Fragen

Redaktion MietKlar · Geprüft am 14. Mai 2026

Vermögensauskunft – was muss ich offenlegen?

Kurzantwort

Bei der Vermögensauskunft nach § 802c ZPO müssen Sie sämtliche Vermögenswerte und Einkünfte offenlegen – Bankkonten, Immobilien, Fahrzeuge, Wertgegenstände und regelmäßige Einnahmen. Die Auskunft erfolgt an Eides statt vor dem Gerichtsvollzieher. Falsche oder unvollständige Angaben sind strafbar.
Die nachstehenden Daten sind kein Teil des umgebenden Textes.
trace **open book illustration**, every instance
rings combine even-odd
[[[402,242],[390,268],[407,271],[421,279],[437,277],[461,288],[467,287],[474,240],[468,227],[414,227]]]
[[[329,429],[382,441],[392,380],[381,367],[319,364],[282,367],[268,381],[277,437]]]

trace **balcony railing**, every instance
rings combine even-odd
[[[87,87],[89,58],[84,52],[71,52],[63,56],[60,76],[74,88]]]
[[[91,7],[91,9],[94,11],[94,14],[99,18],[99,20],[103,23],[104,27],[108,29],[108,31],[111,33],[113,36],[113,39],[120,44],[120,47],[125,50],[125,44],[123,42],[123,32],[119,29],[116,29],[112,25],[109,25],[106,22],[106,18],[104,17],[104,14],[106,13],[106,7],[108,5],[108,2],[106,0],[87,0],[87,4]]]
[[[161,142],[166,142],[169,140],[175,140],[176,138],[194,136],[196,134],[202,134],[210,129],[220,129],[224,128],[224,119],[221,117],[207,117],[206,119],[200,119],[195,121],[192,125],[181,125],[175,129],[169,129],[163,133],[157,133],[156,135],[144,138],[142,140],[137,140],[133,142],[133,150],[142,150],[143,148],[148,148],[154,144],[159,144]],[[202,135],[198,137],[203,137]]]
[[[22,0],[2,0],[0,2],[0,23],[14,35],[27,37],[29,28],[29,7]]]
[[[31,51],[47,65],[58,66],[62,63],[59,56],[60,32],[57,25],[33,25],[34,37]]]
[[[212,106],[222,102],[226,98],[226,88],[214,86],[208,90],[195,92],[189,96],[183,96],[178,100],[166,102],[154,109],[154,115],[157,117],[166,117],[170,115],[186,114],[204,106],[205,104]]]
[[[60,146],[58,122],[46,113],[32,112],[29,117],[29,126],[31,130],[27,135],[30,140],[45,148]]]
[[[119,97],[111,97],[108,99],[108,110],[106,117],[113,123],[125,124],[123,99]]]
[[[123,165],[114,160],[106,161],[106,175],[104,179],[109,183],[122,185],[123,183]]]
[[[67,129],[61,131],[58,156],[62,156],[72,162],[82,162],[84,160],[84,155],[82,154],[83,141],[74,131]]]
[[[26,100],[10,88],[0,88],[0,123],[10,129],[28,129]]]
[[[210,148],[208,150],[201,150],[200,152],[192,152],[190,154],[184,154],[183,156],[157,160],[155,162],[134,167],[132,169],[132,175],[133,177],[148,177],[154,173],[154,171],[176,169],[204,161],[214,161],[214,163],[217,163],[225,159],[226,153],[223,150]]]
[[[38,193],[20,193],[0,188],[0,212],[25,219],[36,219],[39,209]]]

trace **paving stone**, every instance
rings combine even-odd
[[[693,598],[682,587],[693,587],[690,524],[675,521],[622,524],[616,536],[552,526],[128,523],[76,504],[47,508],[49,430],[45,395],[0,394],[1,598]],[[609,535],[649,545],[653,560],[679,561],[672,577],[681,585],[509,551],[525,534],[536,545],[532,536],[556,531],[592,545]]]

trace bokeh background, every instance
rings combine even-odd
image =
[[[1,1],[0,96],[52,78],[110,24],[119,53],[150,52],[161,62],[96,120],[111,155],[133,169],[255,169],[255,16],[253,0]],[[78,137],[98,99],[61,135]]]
Wer die Abgabe verweigert, dem droht ein Haftbefehl.

Was bei der Vermögensauskunft offenzulegen ist

Die Vermögensauskunft dient dem Gläubiger dazu, pfändbares Vermögen zu ermitteln. Der Gerichtsvollzieher lädt den Schuldner zur Abgabe vor und erstellt ein Vermögensverzeichnis, das beim Zentralen Vollstreckungsgericht gespeichert und zwei Jahre lang für andere Gläubiger einsehbar ist. Die Pflicht zur Abgabe entsteht, wenn der Gläubiger einen vollstreckbaren Titel hat und die Vollstreckung bisher nicht zur vollständigen Befriedigung geführt hat. Wird die Abgabe ohne ausreichenden Grund verweigert, kann das Gericht einen Haftbefehl erlassen. Die Vermögensauskunft ist Teil des Vollstreckungsverfahrens – den gesamten Ablauf mit Schutzrechten und Fristen erklärt der Artikel Zwangsvollstreckung – Ablauf und Schutzrechte. Wer bei Überschuldung professionelle Hilfe braucht, kann sich an eine kostenlose Schuldnerberatung wenden.

So reagieren Sie richtig

  • Erscheinen Sie zum Termin beim Gerichtsvollzieher – eine Verweigerung verschärft die Lage erheblich.
  • Bereiten Sie alle Unterlagen zu Konten, Einkünften, Versicherungen und Sachwerten vor, um vollständige Angaben machen zu können.
  • Machen Sie wahrheitsgemäße Angaben – falsche Angaben bei der Vermögensauskunft sind nach § 156 StGB strafbar (Freiheitsstrafe bis zu drei Jahren oder Geldstrafe).
  • Lassen Sie sich im Vorfeld von einer Schuldnerberatung beraten, um Ihre Rechte und Pflichten zu kennen.

Fazit

Die Vermögensauskunft ist eine gesetzliche Pflicht bei laufender Zwangsvollstreckung. Machen Sie vollständige und wahrheitsgemäße Angaben, um strafrechtliche Konsequenzen zu vermeiden.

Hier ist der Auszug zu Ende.